Audiobook Review – The Route of Ice & Salt by Jose Luis Zarate, Narrated by Gabriel De Leon (3/5 stars)
Reading Level: Adult
Genre: Fantasy/Horror
Length: 432 pages
Publisher: Del Rey
Release Date: April 1, 2025
ASIN: B0D4HRSDSJ
Stand Alone or Series: 2nd book in the Shadow of the Leviathen series
Source: eGalley from NetGalley for Review
Rating: 3/5 stars
“A reimagining of Dracula’s voyage to England, filled with Gothic imagery and queer desire.
It’s an ordinary assignment, nothing more. The cargo? Fifty boxes filled with Transylvanian soil. The route? From Varna to Whitby. The Demeter has made many trips like this. The captain has handled dozens of crews.
He dreams familiar dreams: to taste the salt on the skin of his men, to run his hands across their chests. He longs for the warmth of a lover he cannot have, fantasizes about flesh and frenzied embraces. All this he’s done before, it’s routine, a constant, like the tides.
Yet there’s something different, something wrong. There are odd nightmares, unsettling omens and fear. For there is something in the air, something in the night, someone stalking the ship.”
Series Info/Source: This is a stand alone book. I borrowed this from audible on audiobook.
Thoughts: I listened to this on audiobook and the narration started off a bit dry but got better as the story went on. This is strangely lyrical and horrific. It takes a bit to get moving, and I thought the pacing was uneven.
The captain here is picking up a strange cargo of boxes of dirt from Romania along with a crew there. He lusts after the companion-ship of the male crew, but knows that he should be a leader to them and not use his power to coerce them into his bed. However, on their voyage from Romania to England strange horrific things start to happen on the ship. First there are the dreams, then the rats disappear, then the sightings of a strange thin man, then the mice reappearing but as strange creatures, and then the crew disappearing. The captain recites this all through journal entries that get increasingly dreamlike and horrific.
The first part of the book really dwells on the captain’s sensual forbidden thoughts, and he apparently spends a lot of time lusting after the men on his ship. Finally, he does end up taking a lover. This part of the book is a bit slow and mainly just interrupted by the strangely horrific dreams he starts to have. However, as the book continues, you get deeper and deeper into the horrific aspects as more and more odd things start to happen on the ship.

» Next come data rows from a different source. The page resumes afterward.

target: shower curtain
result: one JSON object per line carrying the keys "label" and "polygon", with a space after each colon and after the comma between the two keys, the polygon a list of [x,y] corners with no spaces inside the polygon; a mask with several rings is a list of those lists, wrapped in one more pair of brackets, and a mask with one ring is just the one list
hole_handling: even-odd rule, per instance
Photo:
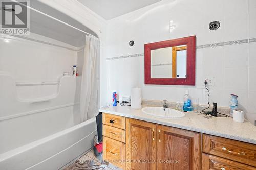
{"label": "shower curtain", "polygon": [[86,37],[81,85],[80,107],[81,121],[93,117],[99,106],[99,41],[92,36]]}

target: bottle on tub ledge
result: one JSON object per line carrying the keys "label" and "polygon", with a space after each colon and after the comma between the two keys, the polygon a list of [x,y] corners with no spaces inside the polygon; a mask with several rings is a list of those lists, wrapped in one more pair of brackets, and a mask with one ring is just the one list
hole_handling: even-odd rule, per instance
{"label": "bottle on tub ledge", "polygon": [[183,111],[184,112],[191,111],[193,110],[192,106],[192,100],[188,95],[188,90],[185,90],[185,96],[184,96]]}
{"label": "bottle on tub ledge", "polygon": [[73,66],[72,76],[74,77],[78,76],[78,72],[77,71],[77,67],[76,67],[76,65]]}
{"label": "bottle on tub ledge", "polygon": [[112,95],[112,106],[116,106],[117,105],[117,94],[116,92],[114,92]]}

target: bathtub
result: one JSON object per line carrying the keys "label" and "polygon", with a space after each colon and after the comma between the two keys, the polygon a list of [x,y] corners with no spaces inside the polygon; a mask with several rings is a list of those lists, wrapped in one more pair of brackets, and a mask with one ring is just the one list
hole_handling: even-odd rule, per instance
{"label": "bathtub", "polygon": [[95,118],[0,154],[0,169],[62,169],[90,150]]}

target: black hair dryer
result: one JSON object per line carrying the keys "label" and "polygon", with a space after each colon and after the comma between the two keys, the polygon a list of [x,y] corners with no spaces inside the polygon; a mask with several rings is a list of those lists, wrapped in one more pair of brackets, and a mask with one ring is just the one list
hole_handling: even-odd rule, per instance
{"label": "black hair dryer", "polygon": [[217,103],[214,103],[214,107],[212,108],[212,113],[211,113],[211,115],[212,116],[217,116]]}

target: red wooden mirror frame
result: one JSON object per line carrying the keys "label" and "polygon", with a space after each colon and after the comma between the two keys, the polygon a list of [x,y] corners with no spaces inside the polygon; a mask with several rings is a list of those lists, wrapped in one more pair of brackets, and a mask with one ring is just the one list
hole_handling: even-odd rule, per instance
{"label": "red wooden mirror frame", "polygon": [[[152,50],[187,45],[186,78],[151,78]],[[144,45],[145,84],[195,85],[196,82],[196,36],[151,43]]]}

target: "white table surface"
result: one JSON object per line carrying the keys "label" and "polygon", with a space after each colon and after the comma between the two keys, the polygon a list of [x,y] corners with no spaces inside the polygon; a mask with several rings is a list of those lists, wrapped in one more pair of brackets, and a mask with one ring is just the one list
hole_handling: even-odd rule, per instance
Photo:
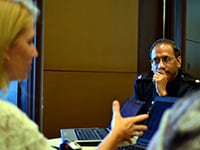
{"label": "white table surface", "polygon": [[[50,146],[55,146],[55,147],[59,147],[59,145],[61,144],[61,138],[54,138],[54,139],[49,139],[49,145]],[[52,150],[56,150],[56,148],[52,147]],[[82,146],[82,150],[96,150],[95,146]]]}

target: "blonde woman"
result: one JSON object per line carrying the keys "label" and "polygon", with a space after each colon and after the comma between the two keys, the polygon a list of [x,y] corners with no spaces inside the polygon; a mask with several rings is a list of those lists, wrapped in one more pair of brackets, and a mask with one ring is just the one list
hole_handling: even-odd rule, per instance
{"label": "blonde woman", "polygon": [[[12,80],[24,80],[38,56],[34,47],[34,23],[38,8],[30,0],[0,0],[0,89],[6,92]],[[144,125],[136,125],[147,115],[122,118],[118,101],[113,102],[113,129],[99,149],[112,150],[134,135],[140,136]],[[52,149],[38,126],[16,106],[0,100],[0,149]],[[134,131],[139,132],[134,132]]]}

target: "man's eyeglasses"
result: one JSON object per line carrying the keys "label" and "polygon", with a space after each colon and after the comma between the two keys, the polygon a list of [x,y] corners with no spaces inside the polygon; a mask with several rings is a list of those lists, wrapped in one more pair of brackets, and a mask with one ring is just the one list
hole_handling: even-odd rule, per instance
{"label": "man's eyeglasses", "polygon": [[154,59],[150,60],[150,63],[152,65],[158,65],[160,63],[160,60],[162,60],[162,63],[164,64],[170,64],[172,60],[174,60],[175,57],[169,57],[169,56],[163,56],[163,57],[155,57]]}

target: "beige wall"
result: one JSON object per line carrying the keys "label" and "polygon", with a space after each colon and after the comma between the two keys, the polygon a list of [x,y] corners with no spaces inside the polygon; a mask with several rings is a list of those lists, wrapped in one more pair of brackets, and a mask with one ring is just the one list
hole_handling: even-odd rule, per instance
{"label": "beige wall", "polygon": [[132,95],[138,1],[48,0],[44,5],[44,134],[106,127],[112,100]]}

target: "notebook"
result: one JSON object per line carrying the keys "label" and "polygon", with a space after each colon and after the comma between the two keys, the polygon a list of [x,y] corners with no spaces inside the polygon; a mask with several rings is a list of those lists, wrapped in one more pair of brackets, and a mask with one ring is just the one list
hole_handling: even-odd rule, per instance
{"label": "notebook", "polygon": [[164,111],[170,108],[176,101],[177,98],[175,97],[156,97],[152,107],[149,108],[149,118],[145,123],[148,126],[148,130],[144,132],[143,136],[138,137],[136,144],[121,146],[118,150],[145,150],[152,136],[158,129]]}
{"label": "notebook", "polygon": [[[135,116],[140,113],[144,102],[127,99],[121,106],[120,112],[123,117]],[[71,128],[60,129],[62,141],[75,141],[81,146],[98,145],[110,132],[108,128]]]}

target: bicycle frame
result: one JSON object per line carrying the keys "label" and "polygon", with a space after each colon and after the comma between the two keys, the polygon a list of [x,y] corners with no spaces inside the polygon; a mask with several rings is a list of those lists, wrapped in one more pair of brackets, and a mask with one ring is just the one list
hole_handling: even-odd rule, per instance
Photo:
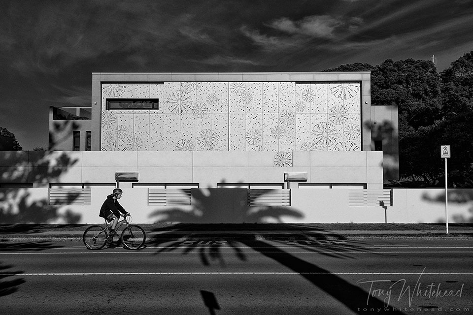
{"label": "bicycle frame", "polygon": [[[120,215],[123,219],[117,222],[115,230],[121,229],[120,240],[127,249],[136,250],[140,248],[146,241],[146,233],[142,227],[136,224],[131,224],[133,220],[128,218],[128,216]],[[94,224],[88,227],[84,232],[82,239],[85,246],[91,250],[100,250],[106,244],[113,243],[114,237],[110,234],[109,220],[104,219],[105,227],[101,224]],[[125,226],[122,228],[123,225]],[[118,233],[117,233],[118,234]]]}

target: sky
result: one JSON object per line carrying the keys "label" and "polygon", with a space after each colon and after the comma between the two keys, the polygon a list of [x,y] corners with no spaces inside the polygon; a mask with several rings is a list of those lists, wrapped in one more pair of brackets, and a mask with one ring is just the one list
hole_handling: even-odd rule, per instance
{"label": "sky", "polygon": [[320,71],[473,50],[473,0],[0,0],[0,126],[48,147],[92,72]]}

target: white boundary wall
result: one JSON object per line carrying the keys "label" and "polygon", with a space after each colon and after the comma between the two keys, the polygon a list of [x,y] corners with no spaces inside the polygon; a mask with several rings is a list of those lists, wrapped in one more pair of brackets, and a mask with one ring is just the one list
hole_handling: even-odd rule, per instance
{"label": "white boundary wall", "polygon": [[[93,187],[90,206],[50,206],[47,188],[0,189],[0,222],[101,223],[110,188]],[[394,189],[393,206],[351,207],[348,189],[292,189],[290,207],[248,207],[246,189],[193,189],[191,205],[147,205],[147,189],[124,189],[121,204],[136,223],[444,222],[442,189]],[[449,189],[449,221],[473,220],[473,189]],[[73,220],[72,218],[75,218]]]}

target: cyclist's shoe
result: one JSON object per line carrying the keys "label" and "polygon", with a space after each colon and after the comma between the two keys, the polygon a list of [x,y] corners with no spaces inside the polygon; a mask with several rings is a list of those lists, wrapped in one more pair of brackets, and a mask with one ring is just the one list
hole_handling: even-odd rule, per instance
{"label": "cyclist's shoe", "polygon": [[110,230],[108,231],[108,233],[110,233],[110,235],[112,236],[118,236],[118,234],[117,234],[117,232],[115,231],[115,230]]}

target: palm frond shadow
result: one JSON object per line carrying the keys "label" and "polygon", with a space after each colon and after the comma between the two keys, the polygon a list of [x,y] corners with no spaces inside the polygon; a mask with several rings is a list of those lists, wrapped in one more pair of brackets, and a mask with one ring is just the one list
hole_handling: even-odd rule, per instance
{"label": "palm frond shadow", "polygon": [[[268,218],[272,221],[282,222],[283,217],[302,218],[302,214],[292,207],[251,207],[240,205],[241,206],[237,207],[237,209],[235,211],[235,218],[237,218],[236,221],[255,223],[215,224],[216,220],[222,218],[219,213],[218,207],[218,202],[221,202],[222,200],[212,196],[211,194],[204,195],[197,189],[193,192],[193,197],[197,202],[190,210],[175,207],[166,210],[157,210],[152,215],[152,216],[164,217],[161,219],[163,222],[186,222],[154,229],[154,231],[159,233],[154,238],[149,241],[148,244],[160,249],[156,252],[156,254],[165,252],[179,251],[182,254],[185,255],[194,252],[198,254],[203,265],[208,266],[212,261],[216,261],[221,266],[225,267],[225,255],[228,253],[223,250],[224,246],[233,249],[232,252],[234,254],[243,262],[248,261],[248,259],[241,249],[248,248],[278,262],[290,270],[299,273],[313,285],[324,290],[351,310],[365,306],[368,308],[367,313],[371,314],[369,310],[372,309],[376,310],[373,313],[376,313],[380,309],[384,309],[383,302],[374,297],[370,298],[370,305],[363,306],[363,303],[366,300],[368,292],[331,273],[328,270],[285,252],[280,246],[272,244],[273,242],[263,240],[264,237],[260,235],[262,233],[259,233],[258,231],[266,230],[264,234],[267,237],[271,236],[270,231],[277,231],[277,236],[279,239],[284,238],[285,239],[298,239],[299,245],[296,246],[298,248],[342,259],[351,258],[349,252],[365,250],[362,247],[356,246],[356,243],[350,242],[350,245],[348,245],[348,243],[344,243],[345,239],[342,235],[328,232],[316,226],[297,224],[261,224]],[[214,224],[208,222],[213,222]],[[283,230],[282,232],[281,229]],[[212,239],[208,233],[206,234],[205,231],[212,230],[222,231],[218,234],[218,239],[215,239],[215,237]],[[239,235],[237,232],[242,230],[244,230],[244,233]],[[301,231],[303,232],[302,233]],[[215,241],[216,239],[225,240],[226,238],[231,240]],[[334,242],[336,244],[337,242],[344,243],[343,246],[326,246],[327,244],[324,243],[334,241],[336,241]],[[317,242],[320,246],[301,245],[316,244]],[[392,311],[392,313],[403,314],[398,310]]]}
{"label": "palm frond shadow", "polygon": [[12,267],[0,262],[0,296],[4,296],[16,292],[18,290],[18,286],[26,282],[23,278],[4,280],[9,277],[14,277],[16,275],[22,273],[21,271],[10,270]]}
{"label": "palm frond shadow", "polygon": [[[62,246],[43,242],[0,242],[0,251],[5,251],[9,252],[24,251],[39,251],[60,247]],[[14,277],[18,277],[18,275],[23,273],[23,272],[11,270],[13,267],[13,265],[5,265],[0,261],[0,297],[15,293],[18,290],[20,285],[26,282],[22,278],[15,279]]]}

This was okay. I enjoyed the lush gothic descriptions and the premise. I am glad this was a shorter, the writing style is a bit tough to follow at points and rambles. The narration also wasn’t the best for this audiobook; the narrator was a bit flat and not engaging to listen to. I did like how the captain went through the comparison of his need for other men and compares that to a vampire’s need for blood; it was an intriguing look at how these two things (which seem pretty different to me) were so close together in his mind. It was very poetic and gave an interesting look into thought processes of the time.
My Summary (3/5): Overall this was okay. This was written in a beautifully horrific and gothic style. Seeing the captain deal with his position as a good captain who protects his men and fights with, first his personal needs, and then the horror around him was fascinating. I am not unhappy to have read this. However, I did find it a bit hard to follow at times and the narration wasn’t the best. I would have preferred to read this rather than listen to it. It is a short read and a unique one. If you are interested in a gothic horror at sea this is a decent one.